This is probably the most famous ghost story in York. In 1953, a young apprentice plumber, Harry Martindale, was working in the cellars when heard a noise three times. A Roman soldier appeared through the wall blowing a trumpet and looking very weary and plodding. At first only the top half was visible until the soldier stepped into the trench Harry had been digging, when all of him was visible. He passed through the wall opposite and was followed by a soldier on horseback and then another 20 soldiers. All looked dirty and unshaven. They were wearing green tunics and had short sword on their right side. There was no standard. They all passed through the opposite wall and the music faded. Harry described them as very solid figures which looked just like real people.
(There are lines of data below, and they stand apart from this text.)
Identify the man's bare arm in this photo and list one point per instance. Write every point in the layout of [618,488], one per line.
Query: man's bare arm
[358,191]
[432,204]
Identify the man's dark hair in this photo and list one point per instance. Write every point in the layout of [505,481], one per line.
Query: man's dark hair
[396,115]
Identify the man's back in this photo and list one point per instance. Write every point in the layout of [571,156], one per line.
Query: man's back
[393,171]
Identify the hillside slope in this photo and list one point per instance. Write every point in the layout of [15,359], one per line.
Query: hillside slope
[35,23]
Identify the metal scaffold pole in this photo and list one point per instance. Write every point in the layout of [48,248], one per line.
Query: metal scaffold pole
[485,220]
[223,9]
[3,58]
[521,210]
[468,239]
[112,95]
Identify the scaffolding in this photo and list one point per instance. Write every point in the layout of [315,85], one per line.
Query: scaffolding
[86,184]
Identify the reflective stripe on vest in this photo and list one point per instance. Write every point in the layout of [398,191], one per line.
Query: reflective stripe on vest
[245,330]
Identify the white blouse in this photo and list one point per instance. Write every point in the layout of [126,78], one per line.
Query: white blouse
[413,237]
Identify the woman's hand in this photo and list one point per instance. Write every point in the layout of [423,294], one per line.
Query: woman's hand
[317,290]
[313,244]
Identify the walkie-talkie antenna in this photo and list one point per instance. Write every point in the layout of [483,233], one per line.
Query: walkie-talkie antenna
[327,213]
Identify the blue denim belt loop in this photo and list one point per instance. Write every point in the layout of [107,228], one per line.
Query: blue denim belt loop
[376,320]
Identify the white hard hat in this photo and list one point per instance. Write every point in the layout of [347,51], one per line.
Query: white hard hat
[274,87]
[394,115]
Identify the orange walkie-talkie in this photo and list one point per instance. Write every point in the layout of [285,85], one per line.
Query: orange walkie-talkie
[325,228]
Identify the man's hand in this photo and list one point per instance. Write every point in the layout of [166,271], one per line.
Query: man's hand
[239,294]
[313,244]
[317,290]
Afterwards he went off sick and never returned to his job. He joined the RAF and later became policeman in York. In 1969 during work to stabilise central tower of the Minster, it was discovered the line of Roman Road went directly under the Treasurer’s House. Harry went public with his story. Experts questioned him and decided he had seen the ‘Forgotten Army, the skeleton army left behind after the Romans had left. There have been other sightings but none for several years.

You can listen to Harry “talking”: here:

The “Treasurer’s House”: now runs cellar tours into the part of the cellar where Harry saw the ghosts. There is a maximum of 12 people on a tour and they cannot be prebooked. They are popular so it is worth reserving a place as soon on the day as possible.
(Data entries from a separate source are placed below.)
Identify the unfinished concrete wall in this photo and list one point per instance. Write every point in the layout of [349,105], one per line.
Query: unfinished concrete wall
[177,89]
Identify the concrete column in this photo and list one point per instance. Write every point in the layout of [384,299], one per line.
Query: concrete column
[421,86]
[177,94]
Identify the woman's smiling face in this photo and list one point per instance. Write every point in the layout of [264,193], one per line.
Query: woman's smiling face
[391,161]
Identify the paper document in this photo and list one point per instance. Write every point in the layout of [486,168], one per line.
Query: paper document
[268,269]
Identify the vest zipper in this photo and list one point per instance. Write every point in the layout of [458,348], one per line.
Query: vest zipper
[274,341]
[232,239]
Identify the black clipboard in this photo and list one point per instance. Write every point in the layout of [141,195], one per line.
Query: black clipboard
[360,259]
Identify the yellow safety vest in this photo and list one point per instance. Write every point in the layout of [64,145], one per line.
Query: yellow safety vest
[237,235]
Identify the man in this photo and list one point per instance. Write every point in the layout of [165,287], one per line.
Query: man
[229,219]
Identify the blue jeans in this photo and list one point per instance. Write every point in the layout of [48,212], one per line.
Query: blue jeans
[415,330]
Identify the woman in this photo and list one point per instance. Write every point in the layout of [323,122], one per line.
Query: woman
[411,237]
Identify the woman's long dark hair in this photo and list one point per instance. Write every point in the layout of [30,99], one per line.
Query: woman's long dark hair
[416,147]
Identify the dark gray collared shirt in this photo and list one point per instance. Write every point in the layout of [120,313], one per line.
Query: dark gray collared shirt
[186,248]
The tour begins with a brief description of Roman work before donning hard hats to go into the cellars. These are a network of narrow brick lined passageways beneath the Treasurer’s House. There is one very low bit where you do need a hard hat.

The tour takes you past the remains of a Roman pillar found when the cellars were extended in the early C20th when Frank Green bought the house. He didn’t want it moving, so built a small brick alcove round it. In fact the pillar has been moved at some time and isn’t in its original position.
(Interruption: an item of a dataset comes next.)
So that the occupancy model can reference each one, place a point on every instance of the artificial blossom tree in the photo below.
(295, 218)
We were taken to see the wall where the Roman soldiers appeared and were told the story. There were no ghosts this visit.

The present floor level is above that of the Roman road. This was excavated in 1969 but was back filled. There is periodically talk of exposing it again, but there has never been the money to do this.

Was it worth doing? It is a good story but all you see is a piece of wall. I’m pleased to have done the tour, but it isn’t one I’d do again. It is quite difficult to give a star rating. The story is 5* but the actual experience probably isn’t worth this much. It is unsuitable for anyone in a wheelchair.